You can limit the consoles where the root user can log in through the /etc/securetty configuration file. Depending on your distribution, you'll see a number of lines, such as tty1, tty2, vc/1, vc/2, and so on. It's a good idea to prevent direct logins to all but the first console, by commenting out or deleting all but tty1 and vc/1 in this file (these terminals are required to support root access in single-user mode). You can still log in to other consoles as a regular user and then use the su or sudo commands to access the root account.

Alternatively, you can disable root logins by disabling the account. If you have an /etc/shadow file, passwords are stored there in encrypted format, in the second column. Replace the encrypted password for the root user with an asterisk (*) to disable that account, as shown in the following command. You can still access the administrative account with the su or sudo commands:

 root:*:13089:0:99999:7::: 

If you don't have an /etc/shadow file, you're not using shadow passwords, and you can disable the root account by substituting the asterisk in the second column of the root user's account directive in /etc/passwd.

6.9.3. Using PAM to Control the Console

One key contemporary skill for a Linux geek is the Pluggable Authentication Module (PAM) feature. Red Hat, SUSE, and Debian all store associated files in the /etc/pam.d directory. They each manage logins to the console through directives in /etc/pam.d/login. The details vary widely by distribution. But the default versions of this file share commonalities:

Standard console logins

With the pam_unix or pam_unix2 module, PAM allows text-mode console logins, which are essential if you have not configured a GUI.

Console restrictions for root

With the pam_securetty.so module, PAM limits logins to consoles specified in /etc/securetty. You can make a cracker's life more difficult by limiting the consoles in this file.

Red Hat and SUSE include README files associated with most PAM modules.
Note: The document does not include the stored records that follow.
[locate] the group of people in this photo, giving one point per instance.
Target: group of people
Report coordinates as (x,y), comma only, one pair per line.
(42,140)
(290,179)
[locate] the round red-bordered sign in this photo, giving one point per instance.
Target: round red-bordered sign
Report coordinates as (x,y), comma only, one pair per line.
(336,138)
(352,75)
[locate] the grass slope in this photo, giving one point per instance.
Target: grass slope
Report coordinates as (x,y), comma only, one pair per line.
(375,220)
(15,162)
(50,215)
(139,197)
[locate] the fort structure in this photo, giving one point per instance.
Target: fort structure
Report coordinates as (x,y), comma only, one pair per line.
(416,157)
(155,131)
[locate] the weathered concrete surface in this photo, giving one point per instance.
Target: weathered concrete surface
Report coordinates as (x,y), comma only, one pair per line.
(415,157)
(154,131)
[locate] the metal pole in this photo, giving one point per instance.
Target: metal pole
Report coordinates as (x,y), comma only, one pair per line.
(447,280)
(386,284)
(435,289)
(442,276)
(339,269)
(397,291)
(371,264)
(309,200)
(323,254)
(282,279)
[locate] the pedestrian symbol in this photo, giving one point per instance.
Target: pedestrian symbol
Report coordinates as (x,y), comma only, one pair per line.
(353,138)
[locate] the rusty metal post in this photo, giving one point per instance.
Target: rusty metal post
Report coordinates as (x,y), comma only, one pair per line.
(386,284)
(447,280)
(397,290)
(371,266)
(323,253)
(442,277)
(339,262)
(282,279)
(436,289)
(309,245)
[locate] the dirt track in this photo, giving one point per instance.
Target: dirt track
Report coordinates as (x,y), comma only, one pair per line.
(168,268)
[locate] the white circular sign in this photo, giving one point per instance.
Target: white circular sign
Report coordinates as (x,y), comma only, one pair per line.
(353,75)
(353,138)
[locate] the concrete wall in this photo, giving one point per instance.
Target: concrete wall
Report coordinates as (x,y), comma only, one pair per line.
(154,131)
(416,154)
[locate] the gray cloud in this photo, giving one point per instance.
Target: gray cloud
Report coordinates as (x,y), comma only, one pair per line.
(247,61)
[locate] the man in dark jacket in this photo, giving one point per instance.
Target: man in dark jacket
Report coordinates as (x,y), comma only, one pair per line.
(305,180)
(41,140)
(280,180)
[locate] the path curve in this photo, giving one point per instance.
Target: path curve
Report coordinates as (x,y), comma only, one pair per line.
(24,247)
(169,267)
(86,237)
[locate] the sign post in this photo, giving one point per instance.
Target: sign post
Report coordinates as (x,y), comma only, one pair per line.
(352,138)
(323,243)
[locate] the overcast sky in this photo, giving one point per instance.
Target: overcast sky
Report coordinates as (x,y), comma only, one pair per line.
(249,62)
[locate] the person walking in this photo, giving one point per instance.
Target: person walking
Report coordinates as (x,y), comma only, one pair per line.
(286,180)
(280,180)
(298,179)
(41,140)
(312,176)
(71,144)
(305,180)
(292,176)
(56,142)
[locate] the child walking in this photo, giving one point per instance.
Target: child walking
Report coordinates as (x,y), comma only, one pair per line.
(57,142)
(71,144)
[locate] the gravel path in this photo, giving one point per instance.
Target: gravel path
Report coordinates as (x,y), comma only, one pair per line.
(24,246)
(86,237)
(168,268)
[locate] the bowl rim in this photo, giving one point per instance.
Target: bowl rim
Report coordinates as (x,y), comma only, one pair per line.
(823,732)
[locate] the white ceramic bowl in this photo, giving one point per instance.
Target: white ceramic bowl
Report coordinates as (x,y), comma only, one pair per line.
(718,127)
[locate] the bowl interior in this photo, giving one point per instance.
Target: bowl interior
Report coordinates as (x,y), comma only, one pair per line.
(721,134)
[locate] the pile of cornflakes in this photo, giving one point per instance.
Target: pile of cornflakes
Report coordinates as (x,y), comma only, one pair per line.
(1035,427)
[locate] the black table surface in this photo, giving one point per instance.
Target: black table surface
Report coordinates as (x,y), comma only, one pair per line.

For example, pam_securetty is documented in README.pam_securetty. The directory varies by distribution.

In contrast, Debian organizes PAM-related packages differently. While Red Hat and SUSE have all-encompassing packages with most PAM modules, Debian has a series of libpam packages that you can browse with the apt-cache search libpam command. Install the ones you need; the packages are individually documented.